Reported: 2012-07-31 21:02 UTC by Mike Gilbert
Modified: 2012-08-14 20:59 UTC (History)
2 users (show)

See Also:
Package list:
Runtime testing required: ---


Attachments

Note You need to log in before you can comment on or make changes to this bug.
Description Mike Gilbert gentoo-dev 2012-07-31 21:02:08 UTC
Release notes in URL.

I'm working on the version bump.
Comment 1 Mike Gilbert gentoo-dev 2012-07-31 21:07:30 UTC
Removing PDF viewer related CVEs.
Comment 2 Mike Gilbert gentoo-dev 2012-07-31 21:38:32 UTC
Please stabilize on amd64 and x86.

=dev-lang/v8-3.11.10.17
=www-client/chromium-21.0.1180.57
Comment 3 Agostino Sarubbo gentoo-dev 2012-08-01 11:16:08 UTC
amd64 stable
Comment 4 Richard Freeman gentoo-dev 2012-08-01 12:56:33 UTC
(In reply to comment #3)
> amd64 stable

Hmm, on my stable amd64 box Gmail doesn't load correctly with v21.

ago - does that work for you?
Comment 5 Mike Gilbert gentoo-dev 2012-08-01 13:18:31 UTC
(In reply to comment #4)
> Hmm, on my stable amd64 box Gmail doesn't load correctly with v21.

Works ok here.
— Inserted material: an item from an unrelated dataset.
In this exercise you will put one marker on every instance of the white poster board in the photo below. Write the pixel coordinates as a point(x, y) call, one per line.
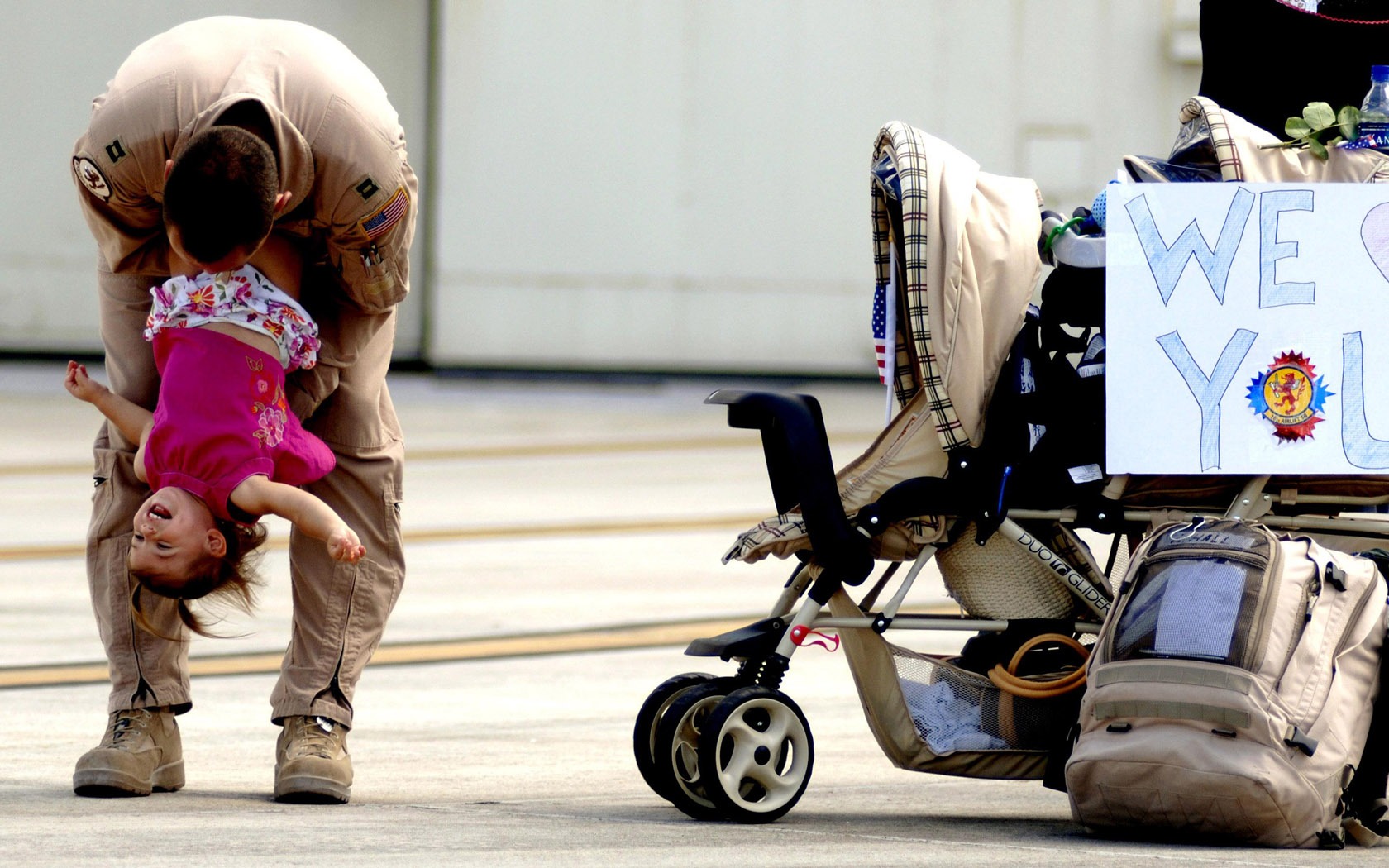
point(1248, 328)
Can you try it with a fresh profile?

chromium --user-data-dir=/tmp/fresh
Comment 6 Richard Freeman gentoo-dev 2012-08-01 15:14:49 UTC
(In reply to comment #5)
> (In reply to comment #4)
> > Hmm, on my stable amd64 box Gmail doesn't load correctly with v21.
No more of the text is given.